The Essential Guide to Cryptography: Hashing, Encryption, and Signing
Cryptography primarily studies how to protect information security through mathematical and computer science methods. It is one of the cornerstones of internet security.
The term “Cryptography” originates from the Greek words “kryptós” (hidden) and “gráphein” (writing).
Information Security comprises the following five fundamental attributes:
- Integrity
- Authenticity
- Non-Repudiation
- Confidentiality
- Availability
This article will explain, through specific applications, how cryptographic hashing, encryption, and signing effectively safeguard these fundamental attributes.
#️⃣ Hashing
Cryptographic Hash Function
A Cryptographic Hash Function (CHF) is a one-way mathematical algorithm used to map data of any size to a fixed-size bit string. Common cryptographic hash functions include MD5, SHA256, and others.

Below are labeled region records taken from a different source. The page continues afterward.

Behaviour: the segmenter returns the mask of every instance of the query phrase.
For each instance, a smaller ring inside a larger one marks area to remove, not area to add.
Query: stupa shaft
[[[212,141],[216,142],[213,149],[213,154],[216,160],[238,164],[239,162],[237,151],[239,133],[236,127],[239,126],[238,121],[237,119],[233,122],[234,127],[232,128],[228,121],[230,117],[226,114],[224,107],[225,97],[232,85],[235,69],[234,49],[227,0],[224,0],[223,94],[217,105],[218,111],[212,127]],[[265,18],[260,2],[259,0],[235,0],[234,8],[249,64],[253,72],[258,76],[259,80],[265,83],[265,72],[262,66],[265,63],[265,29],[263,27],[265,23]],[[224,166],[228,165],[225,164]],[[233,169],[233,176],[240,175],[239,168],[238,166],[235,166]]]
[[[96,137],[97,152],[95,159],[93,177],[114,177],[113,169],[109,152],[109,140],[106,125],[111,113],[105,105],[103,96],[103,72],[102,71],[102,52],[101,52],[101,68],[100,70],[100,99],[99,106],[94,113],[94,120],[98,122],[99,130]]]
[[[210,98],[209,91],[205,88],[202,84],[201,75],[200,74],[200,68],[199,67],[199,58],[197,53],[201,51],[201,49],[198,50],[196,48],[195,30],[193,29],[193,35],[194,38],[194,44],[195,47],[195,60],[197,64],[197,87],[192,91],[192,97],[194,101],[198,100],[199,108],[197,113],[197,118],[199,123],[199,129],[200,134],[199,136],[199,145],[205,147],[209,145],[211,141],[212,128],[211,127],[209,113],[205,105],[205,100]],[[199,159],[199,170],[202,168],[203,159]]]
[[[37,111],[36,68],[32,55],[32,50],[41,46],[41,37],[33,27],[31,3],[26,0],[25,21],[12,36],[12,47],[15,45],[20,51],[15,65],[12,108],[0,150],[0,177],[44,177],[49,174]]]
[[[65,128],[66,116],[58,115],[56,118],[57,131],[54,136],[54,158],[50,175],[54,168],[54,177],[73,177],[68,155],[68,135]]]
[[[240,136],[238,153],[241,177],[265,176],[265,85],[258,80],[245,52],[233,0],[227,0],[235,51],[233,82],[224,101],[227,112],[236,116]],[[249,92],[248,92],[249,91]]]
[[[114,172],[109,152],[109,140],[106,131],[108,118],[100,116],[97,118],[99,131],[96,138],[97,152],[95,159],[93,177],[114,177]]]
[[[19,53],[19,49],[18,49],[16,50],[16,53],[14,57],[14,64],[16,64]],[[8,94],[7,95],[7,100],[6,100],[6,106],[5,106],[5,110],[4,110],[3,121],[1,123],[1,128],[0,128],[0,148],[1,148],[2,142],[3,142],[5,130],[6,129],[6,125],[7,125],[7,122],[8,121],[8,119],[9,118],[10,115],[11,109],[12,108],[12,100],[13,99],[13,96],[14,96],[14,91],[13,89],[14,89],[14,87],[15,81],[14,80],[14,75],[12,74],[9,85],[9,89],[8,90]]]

Cryptographic hash functions typically have the following characteristics:
- Deterministic: The same input always produces the same output.
- Efficiency: The hash value can be calculated quickly.
- Avalanche effect: Minor changes in the input lead to significant changes in the output.
- Collision Resistance: It is computationally infeasible to find two different inputs that produce the same output.
- Preimage Resistance: Knowing the output, it is computationally infeasible to deduce the input.
- Second Preimage Resistance: Knowing one input and its corresponding output, it is computationally infeasible to find another input that produces the same output.
SHA256('hi') = '8f434346648f6b96df89dda901c5176b10a6d83961dd3c1ac88b59b2dc327aa4'
SHA256('ho') = 'a821c62e8104f8519d639b4c0948aece641b143f6601fa145993bb2e2c7299d4'
| | |
CHF Plain Text Hash or Digest
Cryptographic Hash Functions (CHF) differ from Non-Cryptographic Hash Functions (NCHF), which don’t require security features like resistance to preimage attacks, making them faster and more resource-efficient. Common NCHF example: FNV-1.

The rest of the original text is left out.